Charley saw her through the open door. Angela lay on her stomach on the bed and her body convulsed in weeping. She knew of the family. The family was Rosario and Agata in Prizzi, and Mario who was hunted, and Salvatore who was in prison, and Carmelo who was simple, and Cristoforo who was dead, and Maria who drank, and Giuseppe who washed the money. She knew of the family because Axel had told her.
Charley watched the woman weep and sob. She felt humbled.
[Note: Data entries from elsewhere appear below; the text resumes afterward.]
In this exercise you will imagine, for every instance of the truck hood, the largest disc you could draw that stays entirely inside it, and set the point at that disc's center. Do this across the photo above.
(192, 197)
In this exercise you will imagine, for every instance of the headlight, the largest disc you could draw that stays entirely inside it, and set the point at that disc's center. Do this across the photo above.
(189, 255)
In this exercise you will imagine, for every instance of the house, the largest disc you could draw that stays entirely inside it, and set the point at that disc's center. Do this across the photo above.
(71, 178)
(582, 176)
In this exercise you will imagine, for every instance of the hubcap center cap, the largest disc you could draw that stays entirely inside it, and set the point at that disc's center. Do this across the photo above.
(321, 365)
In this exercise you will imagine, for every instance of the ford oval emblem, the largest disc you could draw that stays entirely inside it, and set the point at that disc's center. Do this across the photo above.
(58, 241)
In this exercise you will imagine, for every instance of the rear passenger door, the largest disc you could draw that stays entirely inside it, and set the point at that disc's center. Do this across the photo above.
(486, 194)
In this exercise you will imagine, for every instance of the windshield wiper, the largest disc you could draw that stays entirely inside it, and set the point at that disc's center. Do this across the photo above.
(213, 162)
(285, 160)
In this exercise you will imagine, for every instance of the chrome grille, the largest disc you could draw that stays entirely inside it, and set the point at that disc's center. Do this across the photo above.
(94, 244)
She left the villa, the prison, and walked with the baby in the pram into the town to collect small Mario and Francesca.
'You'd like a coffee?'
'Yes, I'd like that, espresso, thanks.'
'Three coffees, espresso, please.'
The policeman bobbed his head in acknowledgement. He was an old tired man, in a uniform that bulged over his stomach. He looked to be the sort of fixture in the upper corridor of the Palazzo di Giustizia that they had in the same upper corridors at Headquarters. He wore a pistol in a holster that slapped his thigh, but his job was of little more importance than bringing coffee for guests.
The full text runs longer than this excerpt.